BAT Flags Profit Rebound, Cites Currency Turmoil Behind Prior Losses

 

British American Tobacco Zimbabwe (Holdings) Limited has issued a profit warning indicating that its financial results for the year ended 31 December 2025 will reflect a significant improvement in profitability, largely due to the absence of the severe foreign exchange losses that weighed heavily on prior performance.

In a notice to shareholders, the company said its upcoming results, expected on or before 31 March 2026, will differ materially from those reported for the 2024 financial year.

At the centre of BAT Zimbabwe’s disclosure is the destabilising impact of currency volatility and inflation, which the company identified as the primary drivers of depressed earnings in 2024.

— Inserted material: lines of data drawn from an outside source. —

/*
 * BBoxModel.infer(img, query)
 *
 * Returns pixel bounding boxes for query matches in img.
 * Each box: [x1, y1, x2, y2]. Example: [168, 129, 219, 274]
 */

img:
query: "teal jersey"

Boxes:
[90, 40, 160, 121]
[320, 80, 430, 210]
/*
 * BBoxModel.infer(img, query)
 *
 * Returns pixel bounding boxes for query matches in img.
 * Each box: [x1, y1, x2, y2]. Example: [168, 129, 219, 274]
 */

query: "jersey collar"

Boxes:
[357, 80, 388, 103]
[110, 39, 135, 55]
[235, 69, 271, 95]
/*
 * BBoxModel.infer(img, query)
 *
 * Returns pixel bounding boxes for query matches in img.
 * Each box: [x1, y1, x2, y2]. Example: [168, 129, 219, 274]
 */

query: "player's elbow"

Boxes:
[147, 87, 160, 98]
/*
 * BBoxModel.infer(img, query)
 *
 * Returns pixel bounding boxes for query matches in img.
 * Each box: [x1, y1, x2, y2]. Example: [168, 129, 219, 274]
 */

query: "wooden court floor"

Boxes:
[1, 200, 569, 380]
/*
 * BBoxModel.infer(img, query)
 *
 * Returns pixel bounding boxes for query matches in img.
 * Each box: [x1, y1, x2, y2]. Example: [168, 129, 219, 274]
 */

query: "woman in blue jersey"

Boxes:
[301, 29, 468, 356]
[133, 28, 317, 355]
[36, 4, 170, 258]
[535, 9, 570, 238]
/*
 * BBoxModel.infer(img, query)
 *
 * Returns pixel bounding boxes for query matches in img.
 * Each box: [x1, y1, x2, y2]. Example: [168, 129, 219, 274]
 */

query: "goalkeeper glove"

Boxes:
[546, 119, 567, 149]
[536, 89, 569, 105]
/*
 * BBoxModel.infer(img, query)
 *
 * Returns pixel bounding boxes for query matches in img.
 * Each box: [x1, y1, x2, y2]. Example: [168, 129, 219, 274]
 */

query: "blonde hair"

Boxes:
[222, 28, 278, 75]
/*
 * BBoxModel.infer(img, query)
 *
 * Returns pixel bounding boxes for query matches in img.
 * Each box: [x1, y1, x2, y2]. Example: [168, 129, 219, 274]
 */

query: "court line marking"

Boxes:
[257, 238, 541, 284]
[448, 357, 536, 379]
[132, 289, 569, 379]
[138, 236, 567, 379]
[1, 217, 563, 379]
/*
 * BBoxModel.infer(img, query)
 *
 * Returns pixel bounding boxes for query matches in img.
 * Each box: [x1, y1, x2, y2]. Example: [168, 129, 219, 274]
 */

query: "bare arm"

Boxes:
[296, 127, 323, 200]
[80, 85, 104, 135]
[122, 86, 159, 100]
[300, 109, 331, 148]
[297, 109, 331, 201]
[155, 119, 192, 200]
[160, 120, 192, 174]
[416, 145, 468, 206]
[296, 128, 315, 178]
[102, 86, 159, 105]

The group said its prior-year performance was significantly undermined by exchange losses and inflationary pressures linked to compliance with international accounting standards, particularly IAS 21 and IAS 29. These standards required the revaluation of foreign currency balances and adjustments for hyperinflation, amplifying reported losses.

Related Stories

The situation was further compounded by Zimbabwe’s monetary policy shift in April 2024, when authorities transitioned from the Zimbabwe dollar to the Zimbabwe Gold. BAT noted that the changeover, combined with elevated inflation levels prior to August 2024, triggered substantial monetary losses.

The tobacco group attributed its expected rebound in 2025 profitability to improved macroeconomic conditions and internal strategic adjustments.

Key among these was the company’s migration to a multicurrency billing model in August 2024, which it said enhanced revenue realisation and reduced exposure to local currency volatility. Increased currency stability during the reporting period also contributed to the anticipated recovery.

Additionally, the company highlighted that the absence of the large exchange losses recorded in 2024 will significantly improve year-on-year comparability.

BAT Zimbabwe emphasised that the expected variance in financial performance constitutes price-sensitive information, requiring disclosure under Section 32 of the Zimbabwe Stock Exchange Listings Rules.

The company has advised shareholders and the investing public to exercise caution when trading its shares until the full financial results are published.